I know there was a recent discussion about dry hopping where we discussed the effects of temperature on dry hopping but I can’t find the thread.
I’ve been dry hopping in the keg for some time now. Usually dropping a bag of hops into the keg and racking the beer in, then putting it in the conditioning fridge and on gas. I had not been happy of late with the aroma I was getting from the DH.
This last 10 gallon batch I followed that MO with one 5 gal keg. The other keg DH’d at room temp for 5 days prior to chilling and putting on gas.
I found the keg that was left at room temp for 5 days had much better aroma than the one that went right in the fridge.

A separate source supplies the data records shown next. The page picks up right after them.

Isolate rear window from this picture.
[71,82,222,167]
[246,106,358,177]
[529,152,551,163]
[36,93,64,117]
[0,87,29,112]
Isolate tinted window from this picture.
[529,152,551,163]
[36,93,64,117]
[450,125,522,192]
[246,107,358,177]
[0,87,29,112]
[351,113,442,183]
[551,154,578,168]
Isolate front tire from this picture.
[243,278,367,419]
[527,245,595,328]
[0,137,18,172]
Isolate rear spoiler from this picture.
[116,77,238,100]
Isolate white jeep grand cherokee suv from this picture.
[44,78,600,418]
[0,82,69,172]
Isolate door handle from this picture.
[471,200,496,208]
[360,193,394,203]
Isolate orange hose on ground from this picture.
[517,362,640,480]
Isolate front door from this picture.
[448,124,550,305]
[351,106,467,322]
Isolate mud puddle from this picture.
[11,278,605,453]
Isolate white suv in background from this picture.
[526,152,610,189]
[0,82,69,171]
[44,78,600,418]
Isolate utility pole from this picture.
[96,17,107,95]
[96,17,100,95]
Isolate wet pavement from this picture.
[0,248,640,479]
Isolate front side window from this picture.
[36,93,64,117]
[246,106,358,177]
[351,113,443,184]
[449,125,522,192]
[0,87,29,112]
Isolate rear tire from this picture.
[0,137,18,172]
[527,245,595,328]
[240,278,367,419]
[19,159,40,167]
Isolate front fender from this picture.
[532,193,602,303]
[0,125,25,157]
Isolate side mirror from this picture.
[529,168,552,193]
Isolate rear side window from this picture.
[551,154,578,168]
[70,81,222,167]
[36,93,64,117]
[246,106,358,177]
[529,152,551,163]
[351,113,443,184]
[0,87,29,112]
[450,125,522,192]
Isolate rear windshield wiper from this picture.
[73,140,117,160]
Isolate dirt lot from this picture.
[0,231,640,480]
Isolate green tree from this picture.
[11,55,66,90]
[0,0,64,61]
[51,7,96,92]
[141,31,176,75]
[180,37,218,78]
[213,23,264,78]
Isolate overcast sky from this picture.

Anyone else care to share their experiences with regard to this?
I’ve never compared, but I have heard that it will take longer at colder temps. Perhaps the cold keg hadn’t reached full potential at tasting. How long had they sat before tapping?
From what I’ve read, dry hopping should definitely be done out of the fridge in the mid-upper 60 degree range. I always dry hop in the keg now but my SOP is to drop in the bag of hops for 4-10 days depending on the recipe in my basement which averages 65 year round before putting it into the kegerator to carb. I leave the hops in the keg for the duration of the keg.
That’s my new MO. I had a couple Bell’s 2 hearted ales tonight. I find Bell’s to be a bit inconsistent. Sometimes they’re great…others…not so much…maybe it’s the travel from Michigan to Virginia?
Anyway…the ones I had tonight reminded me of my IPA DH’d in the fridge…just not enough aroma.
I have 10 gals of ESB in primary at a week. The plan is to keg hop both, one in the fridge, one out.
Not that I doubt anyone’s results, just curious if I can notice a difference.